Je n’arrive pas à me souvenir. Qui est ce Sam ? Puis, épuisé, je me rendors lourdement. Le lendemain, tous mes bandages sont retirés. Je recommence à manger normalement aidé de mon imposant aide-soignant. Le fait de savoir qu’un Sam m’attend peut-être quelque part, me donne de l’espoir et de la force. Je dois m’en sortir coûte que coûte, je n’ai pas le choix. Sam ne peut être qu’un homme. Je suis gay puisque j’ai vécu trois ans avec Matheus. C’est l’homme que j’ai le plus aimé. Je sais qu’il est mort. J’ai même transporté ses cendres pendant des années à travers la France. D’ailleurs, où est son urne ?
Sam m’aime tellement qu’il m’encourage à poursuivre mon rêve. Mais quel rêve ? J’ai moi-même attendu cet homme. Ça fait deux mois que je suis dans cet hôpital. Personne n’est venu s’enquérir de mon état de santé. Quelqu’un me cherche-t-il ? Ai-je de la famille ? Qui suis-je ?
Un autre médecin parlant français, se présente : il est neurologue. Il m’explique dans le détail toutes les opérations que j’ai subies. Je souffre d’une amnésie rétrograde. Ma mémoire reviendra certainement. Il me demande quel prénom je veux qu’on me donne en attendant. Je réponds sans hésiter Matheus. Le médecin me fait parvenir des journaux français ainsi qu’un atlas de la France et un carnet afin de noter mes souvenirs. Il viendra tous les jours me voir et discuter. Mes rêves peuvent aussi donner des indications. Je ne me vois pas lui dire que je vois des samouraïs s’enculer dans une maison japonaise. La police vient faire de nouvelles photographies pour les envoyer à leurs collègues français.
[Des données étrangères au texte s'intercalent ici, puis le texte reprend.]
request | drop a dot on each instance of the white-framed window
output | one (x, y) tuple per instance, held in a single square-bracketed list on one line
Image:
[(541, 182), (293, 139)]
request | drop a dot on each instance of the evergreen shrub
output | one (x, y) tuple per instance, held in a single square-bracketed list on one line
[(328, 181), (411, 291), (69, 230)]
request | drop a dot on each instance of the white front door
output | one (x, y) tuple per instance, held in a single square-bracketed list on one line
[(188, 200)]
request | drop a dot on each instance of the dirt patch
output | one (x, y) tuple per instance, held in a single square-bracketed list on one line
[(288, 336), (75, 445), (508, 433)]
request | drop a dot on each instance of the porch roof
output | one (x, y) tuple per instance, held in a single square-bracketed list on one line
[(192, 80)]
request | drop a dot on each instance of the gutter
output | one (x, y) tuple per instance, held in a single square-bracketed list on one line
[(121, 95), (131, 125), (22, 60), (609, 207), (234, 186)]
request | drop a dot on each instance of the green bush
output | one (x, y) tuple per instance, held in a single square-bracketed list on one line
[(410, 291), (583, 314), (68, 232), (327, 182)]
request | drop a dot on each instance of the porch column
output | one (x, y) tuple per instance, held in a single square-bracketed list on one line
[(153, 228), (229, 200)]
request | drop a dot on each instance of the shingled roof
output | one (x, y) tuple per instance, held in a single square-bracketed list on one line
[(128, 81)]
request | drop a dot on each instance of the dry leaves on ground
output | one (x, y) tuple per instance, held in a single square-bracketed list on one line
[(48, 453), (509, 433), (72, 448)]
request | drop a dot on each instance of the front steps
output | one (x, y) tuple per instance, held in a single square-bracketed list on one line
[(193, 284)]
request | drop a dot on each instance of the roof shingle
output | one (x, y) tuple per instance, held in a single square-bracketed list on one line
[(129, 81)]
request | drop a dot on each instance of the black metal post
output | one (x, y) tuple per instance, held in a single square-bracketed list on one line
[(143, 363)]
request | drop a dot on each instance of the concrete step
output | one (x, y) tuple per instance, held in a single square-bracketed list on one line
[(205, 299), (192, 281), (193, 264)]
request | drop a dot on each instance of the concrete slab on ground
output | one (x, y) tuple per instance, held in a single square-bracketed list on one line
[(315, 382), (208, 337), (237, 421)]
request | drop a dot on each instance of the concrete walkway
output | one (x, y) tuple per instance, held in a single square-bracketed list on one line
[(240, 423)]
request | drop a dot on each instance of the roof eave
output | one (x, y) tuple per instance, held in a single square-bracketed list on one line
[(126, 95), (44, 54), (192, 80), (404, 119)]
Des souvenirs flous me reviennent. J’ai été tabassé à la sortie d’une soupe populaire. Je me revois traîner la patte pour rentrer dans une friche industrielle et m’écrouler de fatigue et de souffrance sur un grabat. L’urne de Matheus est cachée dans une bâtisse, elle-même cachée dans les bois épais de cette friche. Maintenant, je sais que sept ans se sont écoulés depuis ce dernier souvenir. Sept ans. Sept ans ont disparu de ma mémoire. Qu’ai-je fait pendant sept ans ? Qui est ce Sam qui m’attend ? Le pire à l’heure actuelle est que je ne me souviens ni de mon nom ni d’où je viens et quelle vie, j’ai eu. Il ne me manque pas seulement sept ans mais mon enfance et mon adolescence ont disparu, envolé. Ma vie ne se résume à ma rencontre avec mon grand amour, nos escapades dans les bars gays et autres arrière-salles sombres et mes nuits à l’attendre. Matheus sortait seul pour vivre ses expériences. J’ai pu donner le nom de la rue et de la ville où nous vivions. Je n'ai que cinq ans de souvenirs : trois avec Matheus et deux sur les routes de France.
Avec ces informations, les polices néerlandaises et françaises ont mis peu de temps à découvrir mes nom et prénom : Je m’appelle Bosco Baert. J’ai une famille. Je n’habite plus dans le sud-est de la France depuis près de sept ans. Je étais proche de mes grands-parents paternels. Mais qui est ce Sam?